In [1]:
%load_ext autoreload
%autoreload 2

import numpy as np

from simple_grid import simple_grid as gridworld
from simple_grid_agent import GridworldAgent as Agent

Read through all the classes and functions defined inside `simple_grid` environment and `GridworldAgent` to familiarize yourself with the details of this assignment.

Consider a simple gridworld where actions do not result in deterministic state changes. We specify that there is a $20\%$ probability that the selected action would result in a stochastic state transition

In [2]:
#stochastic environment
env = gridworld(wind_p=0.2)

The following set of commands will help you familiarize with different components of the gridworld

In [3]:
print('\n Reward For each Tile \n')
env.print_reward()


 Reward For each Tile 


----------
0 |0 |0 |
----------
0 |-5 |5 |
----------
0 |0 |0 |

Check out the set of possible actions for the grid

In [4]:
print('\n Set of possible actions in numerical form. These are actual inputs to the gridworld agent \n')
print(env.action_space)

print('\n Set of possible actions in the grid in text form. They map 1 to 1 from numbers above to direction \n')
print(env.action_text)


 Set of possible actions in numerical form. These are actual inputs to the gridworld agent 

[0 1 2 3]

 Set of possible actions in the grid in text form. They map 1 to 1 from numbers above to direction 

['U' 'L' 'D' 'R']


Consider a policy which tries to reach the goal state(+5) as fast as possible. Below we define the policy to evaluate the state values for this policy

In [5]:
#stochastic environment
env = gridworld(wind_p=0.2)

#initial policy
policy_fast = {(0, 0): 3,
          (0, 1): 3,
          (0, 2): 2,
          (1, 0): 3,
          (1, 1): 3,
          (1, 2): 0,
          (2, 0): 3,
          (2, 1): 0,
          (2, 2): 0}

#stochastic agent - epsilon greedy with decays
a = Agent(env, policy = policy_fast, gamma = 0.9, 
            start_epsilon=0.9,end_epsilon=0.3,epsilon_decay=0.9)

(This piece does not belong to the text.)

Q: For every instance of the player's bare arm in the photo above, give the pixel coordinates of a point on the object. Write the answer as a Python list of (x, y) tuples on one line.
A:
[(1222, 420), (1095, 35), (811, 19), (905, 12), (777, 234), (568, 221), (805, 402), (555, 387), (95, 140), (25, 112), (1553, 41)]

print('\n Policy: Fastest Path to Goal State(Does not take reward into consideration) \n')
a.print_policy()


 Policy: Fastest Path to Goal State(Does not take reward into consideration) 


----------
R |R |D |
----------
R |R |U |
----------
R |U |U |

**Q1**

Implement the `get_v` and `get_q` methods to estimate the state value and state-action value in `simple_grid_agent.py`. These may be used later on for debugging your code

**Q2** 

The Monte Carlo rollout itself has been implemented in `simple_grid_agent.py` inside the `run_episode` method.

**Implement** 

First-visit as well as any-visit Monte Carlo state-value estimation equations inside `mc_predict_v` in `simple_grid_agent.py`.
These have been discussed in class. Refer to Sutton and Barto Chapter 5 for further details to implement them.

Test and report inside this notebook the results using the following commands. Are there sufficient differences in the state values under anyvisit and firstvisit MC Prediction? Why?

**ANS: After resetting the action state it could be observed that the first visit and any visit yields somewhere around similar values for each states. Since both states leads to a convergence at inf, and 10,000 iterations are large enough for the this problem it seems like both the method reach to convergence.**

NB: assume anyvist and everyvisit to be interchangeable terms

In [6]:
# reset agent to compute first visit
a = Agent(env, policy = policy_fast, gamma = 0.9, 
            start_epsilon=0.9,end_epsilon=0.3,epsilon_decay=0.9)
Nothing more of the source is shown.